Everyone is both a saint and a sinner, trustworthy and devious, honest and deceitful. Colin Cloud capitalises on all these hidden depths in his latest mind-bending show, Sinful.
While a clever production of mind-reading and sleight of hand, Sinful lacks originality or theatricality in its execution. Each trick is precisely conceived and delivered with exacting detail, all the requisite pre-ambling patter and a variety of typical audience platitudes. But predicting what is written on cards or disappearing engagement rings, only to find them on audience fingers, has been done time and time again.

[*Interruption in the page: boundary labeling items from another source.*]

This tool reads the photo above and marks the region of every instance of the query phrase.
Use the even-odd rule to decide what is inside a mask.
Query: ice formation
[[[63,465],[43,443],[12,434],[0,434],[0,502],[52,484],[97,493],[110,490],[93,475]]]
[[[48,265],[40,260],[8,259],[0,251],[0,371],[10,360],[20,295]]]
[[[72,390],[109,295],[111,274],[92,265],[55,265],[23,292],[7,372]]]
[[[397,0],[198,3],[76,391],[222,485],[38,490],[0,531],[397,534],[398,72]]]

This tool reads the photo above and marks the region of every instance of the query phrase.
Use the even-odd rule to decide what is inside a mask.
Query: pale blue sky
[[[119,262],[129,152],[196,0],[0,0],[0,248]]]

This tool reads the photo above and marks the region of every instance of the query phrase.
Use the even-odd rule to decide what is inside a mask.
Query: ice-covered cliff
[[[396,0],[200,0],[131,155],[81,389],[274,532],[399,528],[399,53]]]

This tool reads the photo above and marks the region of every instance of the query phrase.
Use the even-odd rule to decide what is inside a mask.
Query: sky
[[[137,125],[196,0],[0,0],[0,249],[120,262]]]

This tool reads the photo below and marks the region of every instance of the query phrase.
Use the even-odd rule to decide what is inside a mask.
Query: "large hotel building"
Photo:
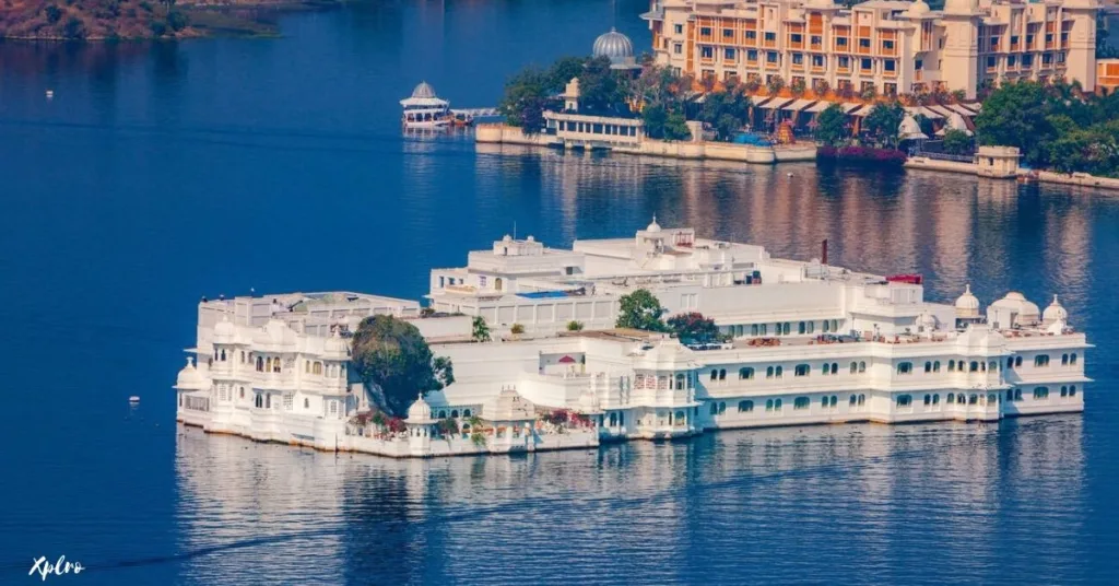
[[[985,82],[1076,80],[1096,86],[1097,0],[652,0],[642,18],[656,62],[695,77],[880,94]]]

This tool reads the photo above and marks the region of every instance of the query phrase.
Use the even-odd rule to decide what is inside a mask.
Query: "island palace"
[[[631,238],[553,249],[505,236],[431,271],[429,308],[356,292],[203,299],[179,372],[178,420],[258,440],[396,457],[596,446],[708,430],[875,421],[998,421],[1079,412],[1084,353],[1057,297],[984,310],[924,299],[920,276],[775,259],[656,220]],[[614,328],[651,291],[730,342]],[[434,313],[432,313],[434,310]],[[347,336],[370,315],[414,324],[455,382],[399,429],[368,420]],[[491,342],[471,338],[485,318]],[[582,329],[574,331],[573,322]],[[556,413],[562,413],[558,418]],[[448,431],[453,420],[458,431]],[[470,429],[470,425],[474,428]]]

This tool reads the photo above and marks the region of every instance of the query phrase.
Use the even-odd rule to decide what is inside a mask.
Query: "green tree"
[[[971,137],[962,130],[949,129],[944,132],[944,152],[965,155],[971,151]]]
[[[526,134],[544,128],[544,110],[548,106],[548,77],[537,67],[528,67],[505,84],[498,110],[506,123],[520,127]]]
[[[1047,118],[1051,108],[1044,87],[1034,82],[1004,84],[990,94],[976,117],[981,145],[1017,147],[1034,167],[1047,161],[1046,145],[1055,136]]]
[[[489,326],[486,325],[486,318],[482,316],[474,317],[472,324],[472,332],[470,333],[470,338],[474,342],[489,342],[490,333]]]
[[[407,412],[417,394],[454,382],[451,361],[433,356],[416,326],[393,316],[361,320],[350,360],[374,403],[396,417]]]
[[[618,322],[614,324],[617,327],[647,332],[665,331],[665,323],[660,320],[660,316],[665,315],[665,308],[648,289],[638,289],[629,295],[623,295],[619,299],[619,306]]]
[[[715,320],[698,311],[669,317],[668,329],[685,344],[711,342],[720,337]]]
[[[847,138],[847,121],[839,104],[831,104],[816,119],[816,140],[838,147]]]
[[[880,103],[871,110],[863,122],[863,131],[886,148],[897,148],[897,132],[905,118],[905,109],[894,102]]]

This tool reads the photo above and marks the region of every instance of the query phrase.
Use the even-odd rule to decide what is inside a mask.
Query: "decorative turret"
[[[1069,311],[1061,305],[1056,296],[1053,296],[1053,303],[1045,308],[1045,313],[1042,314],[1042,323],[1045,325],[1053,324],[1055,322],[1068,322]]]

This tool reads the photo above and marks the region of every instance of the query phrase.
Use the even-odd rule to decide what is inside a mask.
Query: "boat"
[[[435,89],[427,82],[412,90],[412,95],[401,100],[404,128],[441,128],[451,123],[451,103],[435,95]]]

With special guest Chloé Crawford, Cloud has more than a traditional assistant – he has a partner in crime, a wing woman he can bounce his rapport off. Yet Crawford is under-utilised in this show, too much a filler act to help eke out the scene transitions.
Sinful is most impressive when performed in quick-fire. Instantly revealing throwaway details from random members of the audience is impressive, precisely because it’s done in such a scatter gun style. Name, date of birth, occupation – all rattled off without pause, as if they are just an everyday occurrence. The pace and accuracy in these are what make them stand out as memorable, as opposed to the drawn out pieces that drag more than they delight.
Cloud continues to build suspense in his show, the final moments a culmination of an hour’s worth of carefully crafted work. But no matter how much he ups the ante, Sinful never truly astounds.